The key will be getting other chipmakers, software makers and content providers to sign up for TrustZone, but ARM believes it has the market clout to pull this off. The company said it has been working with major hardware and software developers since TrustZone’s early days. “Because of the strength of the ARM architecture, we’re able to work with other third parties at a very early stage, because they know this technology will be deployed in a lot of devices over the next couple of years,” said Cornish.

He said the 1176JZ-S and 1176JZF-S cores, which both incorporate TrustZone, are becoming the processor of choice for next-generation mobile devices. Most major mobile chipmakers, including Intel, Motorola and TI, license ARM cores as an alternative to carrying out their own costly research and development work. Newer Palm and Pocket PC handhelds both rely on ARM-based chips. The first TrustZone-enabled OMAP chips are expected to appear in another 18 to 24 months, TI said.

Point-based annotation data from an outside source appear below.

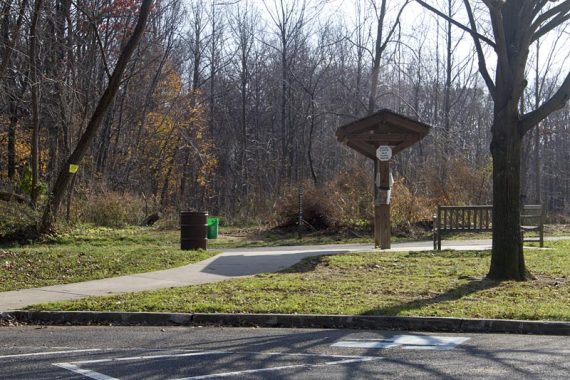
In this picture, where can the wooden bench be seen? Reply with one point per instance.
(451, 219)
(532, 220)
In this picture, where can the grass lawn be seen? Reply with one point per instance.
(414, 284)
(89, 253)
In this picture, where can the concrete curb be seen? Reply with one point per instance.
(87, 318)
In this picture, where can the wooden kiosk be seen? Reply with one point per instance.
(381, 136)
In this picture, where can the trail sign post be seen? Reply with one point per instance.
(381, 136)
(384, 153)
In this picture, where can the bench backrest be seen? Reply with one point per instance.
(480, 218)
(465, 218)
(532, 215)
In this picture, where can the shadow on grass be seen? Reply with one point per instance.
(457, 293)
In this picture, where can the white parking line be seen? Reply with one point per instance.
(343, 359)
(249, 371)
(406, 342)
(85, 372)
(48, 353)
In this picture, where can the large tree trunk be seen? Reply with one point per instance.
(65, 175)
(507, 260)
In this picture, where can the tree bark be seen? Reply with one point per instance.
(56, 195)
(35, 105)
(507, 260)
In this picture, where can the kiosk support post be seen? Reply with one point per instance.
(382, 204)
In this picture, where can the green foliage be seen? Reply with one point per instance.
(447, 284)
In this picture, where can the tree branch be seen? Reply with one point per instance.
(560, 9)
(473, 33)
(480, 55)
(556, 102)
(557, 21)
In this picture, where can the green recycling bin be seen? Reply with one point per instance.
(213, 227)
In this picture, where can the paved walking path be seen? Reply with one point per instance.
(232, 263)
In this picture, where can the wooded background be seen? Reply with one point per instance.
(232, 106)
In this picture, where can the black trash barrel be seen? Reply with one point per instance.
(193, 230)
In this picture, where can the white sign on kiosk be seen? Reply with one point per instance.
(384, 153)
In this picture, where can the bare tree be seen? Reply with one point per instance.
(65, 173)
(516, 24)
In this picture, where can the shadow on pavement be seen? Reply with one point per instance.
(247, 265)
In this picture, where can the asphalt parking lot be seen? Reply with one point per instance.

Intel began pushing its own hardware security system with the introduction of its latest XScale family, the PXA27x, in April. The first chip, the PXA270, formerly code-named “Bulverde”, introduced a security subsystem called the Wireless Trusted Platform, to be included in all PXA27x processors. The system consists of a programmable random number generator, secure memory for storing passwords and cryptographic keys and 32KB of trusted ROM that checks for unauthorized code in the system software. The new chip allows VPN functions to be carried out in the protected portion of the chip.

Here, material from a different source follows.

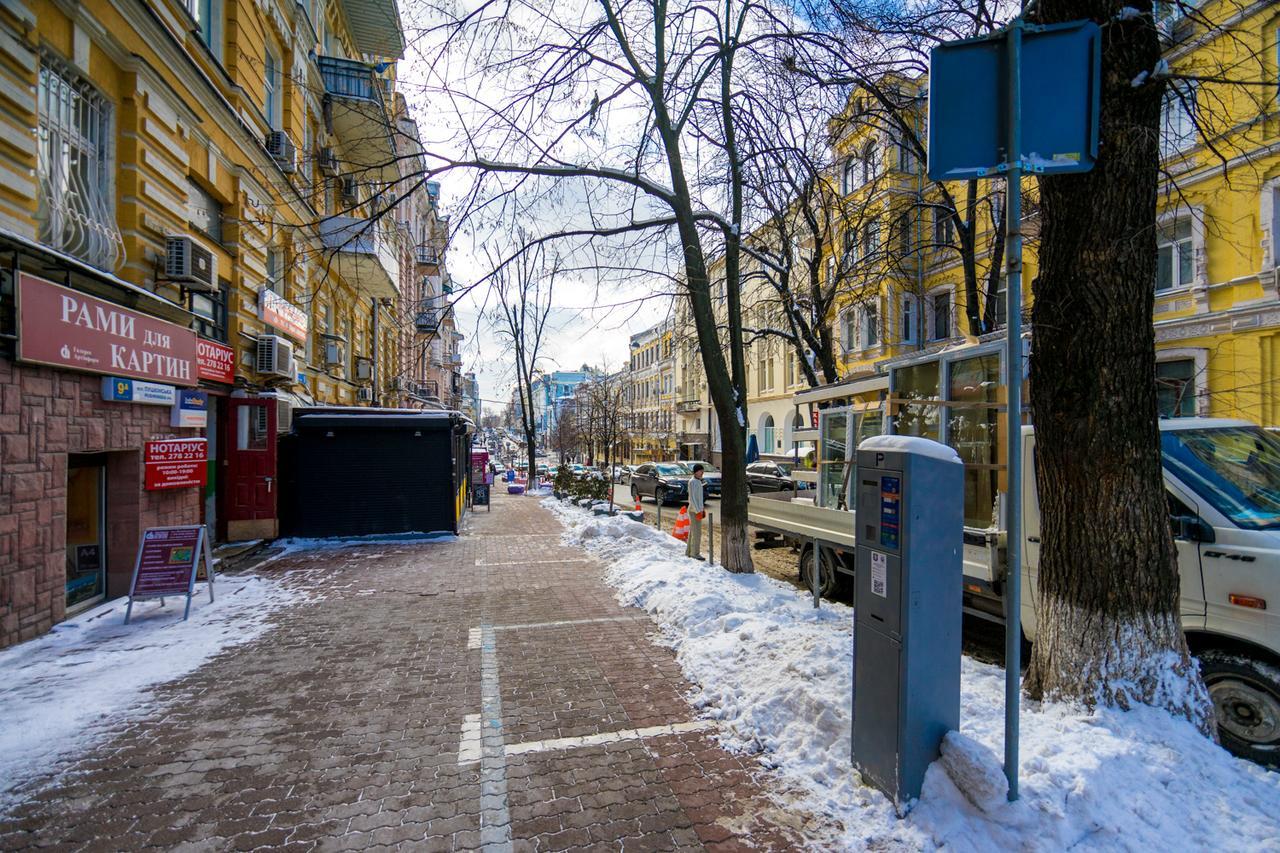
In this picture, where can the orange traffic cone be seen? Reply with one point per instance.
(681, 529)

Intel’s Wireless Trusted Platform is designed to be compatible with the Open Mobile Alliance’s Digital Rights Management (OMA-DRM), an anti-piracy specification introduced in February and backed by players such as Nokia Corp., RealNetworks Inc. and Samsung Electronics Co. Ltd. Nokia, Motorola Inc., Sony Ericsson Mobile Communications AB and Siemens AG already make several dozen handsets that use an early version of OMA-DRM. Microsoft, for its part, is sticking with its Windows Media DRM.

ARM said TrustZone is not necessarily incompatible with these security systems, and could be used with features such as VPN and digital rights management. “It is a very general technology with broad applicability. It brings the benefits of standardization,” said ARM’s Cornish. “Everybody is working to address the same set of problems. From the end user perspective, the important thing is that they are addressed effectively.”